陈默负责统筹协调。
各自出发。
山鸡和包皮这对活宝最先闹出笑话。他们降落在“艺术囚徒”的星球时,正好赶上“年度艺术大展”——整个文明饿着肚子,把最后一点粮食做成雕塑展览。
“疯了!”山鸡看着那些面黄肌瘦却眼神狂热的艺术家,“艺术能当饭吃吗?”
包皮更直接,他当场架起烧烤架,烤起了自带的肉串。香味飘散,周围的艺术家们纷纷转过头,鼻子抽动。
“来!尝尝!”包皮大方地分发肉串,“吃饱了再创作!”
一个老艺术家颤抖着接过肉串,咬了一口,眼泪哗啦啦流下来:“这味道。。。这质感。。。这就是‘生活’的味道吗?”
山鸡趁机说:“艺术源于生活!你们整天关在工作室里,哪来的灵感?”
包皮补充:“而且你们可以把烹饪也变成艺术啊!美食艺术!”
两人一唱一和,硬是把这群艺术家拉到了厨房。一个月后,“艺术囚徒”文明诞生了新流派:生活艺术。他们开始认真种地、做饭、建造房屋,然后把这些过程变成艺术。文明不仅解决了温饱,艺术创作反而更丰满了。
陈浩南在“战争之魂”遇到了难题。这个文明已经打了五千年代,战斗成了本能。他一出现就被当成挑战者,每天要应付几十场决斗邀请。
“打来打去有什么意思?”陈浩南在一次决斗后,对鼻青脸肿的对手说,“打赢了又能怎样?”
对手愣住:“赢就是一切!”
“那之后呢?”陈浩南问,“赢了之后,你得到什么?荣誉?财富?这些东西,不战斗也能获得。”
他开始教这些战士另一种“战斗”:与自然斗争开垦荒地,与疾病斗争研究医学,与无知斗争发展教育。。。
一个月后,“战争之魂”的战士们发现,这些“战斗”比真刀真枪更有成就感。文明开始转型。
乌鸦在“孤岛文明”的遭遇最搞笑。这个文明极度排外,见到外来者就攻击。乌鸦刚降落就被围住了。
但他没有反击,只是静静站着,用秩序之核的力量在周围形成屏障。

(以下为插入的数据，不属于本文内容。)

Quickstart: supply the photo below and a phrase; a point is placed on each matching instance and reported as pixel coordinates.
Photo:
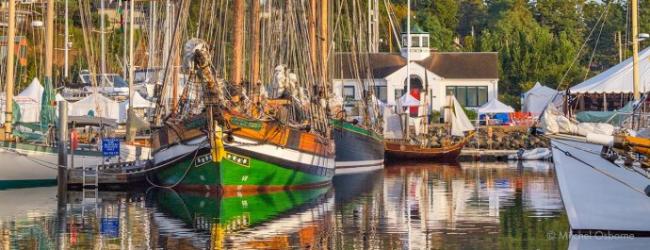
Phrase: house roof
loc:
(381, 65)
(450, 65)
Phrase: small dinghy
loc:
(537, 154)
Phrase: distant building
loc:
(472, 77)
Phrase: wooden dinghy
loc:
(403, 151)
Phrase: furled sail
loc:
(459, 121)
(392, 124)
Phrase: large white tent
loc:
(618, 79)
(495, 106)
(96, 105)
(537, 98)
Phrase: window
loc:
(425, 41)
(469, 96)
(381, 92)
(398, 93)
(348, 93)
(415, 41)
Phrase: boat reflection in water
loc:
(276, 220)
(414, 206)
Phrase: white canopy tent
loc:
(408, 100)
(495, 106)
(537, 98)
(139, 102)
(618, 79)
(97, 105)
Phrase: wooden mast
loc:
(635, 49)
(313, 43)
(237, 48)
(130, 129)
(255, 42)
(11, 41)
(324, 32)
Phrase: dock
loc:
(109, 176)
(485, 155)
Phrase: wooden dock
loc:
(112, 176)
(485, 155)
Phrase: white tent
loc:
(495, 106)
(139, 102)
(29, 102)
(97, 105)
(618, 79)
(408, 100)
(537, 98)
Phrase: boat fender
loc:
(604, 140)
(218, 150)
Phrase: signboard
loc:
(110, 227)
(110, 147)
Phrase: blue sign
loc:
(110, 147)
(110, 227)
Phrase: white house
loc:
(472, 77)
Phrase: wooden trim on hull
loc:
(239, 190)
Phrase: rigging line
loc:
(584, 44)
(601, 171)
(593, 53)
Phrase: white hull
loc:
(597, 194)
(22, 164)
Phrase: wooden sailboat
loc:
(359, 142)
(405, 149)
(400, 144)
(228, 148)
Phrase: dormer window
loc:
(415, 41)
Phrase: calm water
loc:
(471, 206)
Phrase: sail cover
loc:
(459, 121)
(392, 124)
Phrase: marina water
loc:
(411, 206)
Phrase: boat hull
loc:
(599, 195)
(400, 151)
(357, 150)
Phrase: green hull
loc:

攻击无效,文明成员们渐渐累了。
“我们不是敌人。”乌鸦终于开口,“但你们要继续攻击,我也不会客气。”
他展示了地球文明的各种画面:夜市的热闹,朋友的聚会,家人的温暖。。。
“外面的世界很大,有危险,也有美好。”乌鸦说,“封闭自己,等于拒绝了所有可能性。”
一个月后,“孤岛文明”小心翼翼地派出了第一批使者,开始接触其他文明。
绚在“情感缺失”文明的经历最触动人心。那里的居民像机器一样生活,没有喜怒哀乐。绚没有试图直接赋予他们情感,而是教他们艺术。
“看这幅画,”她指着一幅星空图,“画家在画的时候,心里有对宇宙的敬畏。”
“听这首歌,”她播放《月光奏鸣曲》,“作曲家在创作时,心里有淡淡的忧伤。”
渐渐地,一些居民开始模仿:他们画画时尝试理解“敬畏”,听音乐时尝试感受“忧伤”。虽然生硬,但开始了。